Yesterday’s Kin is a quick read with a clear story and ideas. It feels like sf for beginners. It’s got some hard science, but whether or not you understand it the basic concepts are easy to grasp and it’s easy to understand what they mean for the narrative. It’s got some great, thought-provoking ideas. The characters’ motives are very clear where necessary. It makes family and motherhood an integral part of a story about aliens and an impending apocalypse, dispelling the stereotype that non-fans have of sf, that it’s all about tech/science/aliens/rayguns etc. rather than human relationships.
It’s all very simple and very neat but it’s actually what made me dislike Yesterday’s Kin. Simplicity can be beautiful and elegant, but it can also mean rudimentary or unrefined, and I feel that this book belongs in the latter category.
There is a lot of clunky infodumping. It’s set in New York and barely looks outward, even though the plot is of international concern and the aliens’ presence is public knowledge. Although the aliens have some interesting aspects, and we get some idea of their monocultural way of living, they’re pretty flat and dull. They refer to their planet, very prosaically, as “World”.
The human characters are more vivid at least, but there’s still something perfunctory about them. Each of them has one or two definitive characteristics: Ryan and Elizabeth are combative xenophobes, Noah is a drug addict desperate to be anyone but himself, Marianne is a scientist and mother, her friend Evan is a cheerful and encouraging gay man. I think the problem is that these attributes fail to make the characters seem like real people. They’re little more than tools shaped to serve the purposes of the plot as opposed to well-rounded individuals. As a result, their personal conflicts feel like cheap melodrama, especially all Marianne’s prosaic blathering about motherhood.

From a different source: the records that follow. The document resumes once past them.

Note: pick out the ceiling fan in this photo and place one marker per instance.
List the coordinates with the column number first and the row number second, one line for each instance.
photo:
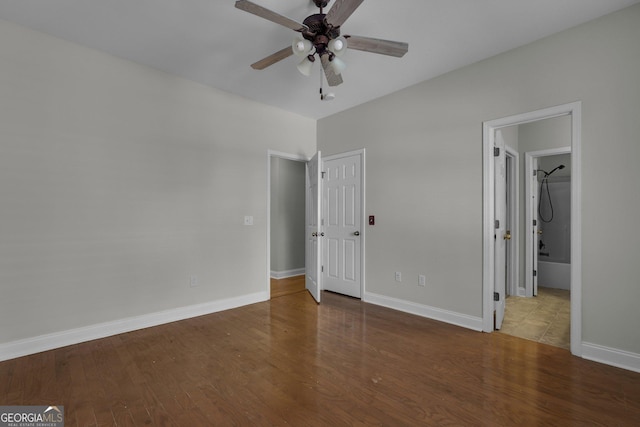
column 320, row 35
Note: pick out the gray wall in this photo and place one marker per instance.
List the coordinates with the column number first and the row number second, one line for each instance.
column 424, row 171
column 287, row 215
column 119, row 182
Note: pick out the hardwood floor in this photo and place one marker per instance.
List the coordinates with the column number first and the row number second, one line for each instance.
column 289, row 361
column 287, row 286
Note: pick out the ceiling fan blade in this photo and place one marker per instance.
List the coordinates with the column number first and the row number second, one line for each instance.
column 341, row 10
column 384, row 47
column 332, row 78
column 269, row 15
column 272, row 59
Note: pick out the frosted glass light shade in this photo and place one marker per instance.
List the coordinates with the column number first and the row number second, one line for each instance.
column 338, row 65
column 305, row 66
column 301, row 47
column 338, row 45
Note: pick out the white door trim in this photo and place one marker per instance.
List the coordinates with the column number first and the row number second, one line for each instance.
column 282, row 155
column 361, row 152
column 513, row 187
column 574, row 110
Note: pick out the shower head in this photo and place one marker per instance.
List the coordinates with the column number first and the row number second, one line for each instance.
column 555, row 169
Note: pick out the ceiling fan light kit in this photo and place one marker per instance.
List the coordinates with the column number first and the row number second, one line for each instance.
column 320, row 35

Then there are a couple of characters whose only purpose seems to be to die tragically. The book treats this as something serious, and Marianne expresses grief, but it’s hard to care when the characters were so lifeless to begin with.
An additional problem is a twist in the plot that I saw coming from such a long way off that it seemed like I spent half the book waiting impatiently for the characters to catch up. It’s not something that you’d only notice from your privileged perspective as a reader – plenty of characters are privy to the enough information to at least ask the right questions. It’s ridiculous then, that a bunch of award-winning, world-class scientists don’t notice it.
Consequently, the ending is anticlimactic, with a bunch of trite criticisms about the nature of humanity and American society to wrap up the themes running throughout the book. Quite frankly, the whole point of the book seems to be to provide a vehicle for those criticisms. While I’m inclined to agree with them, it does absolutely nothing to make this uninspired story enjoyable. This really shouldn’t have been my first Kress.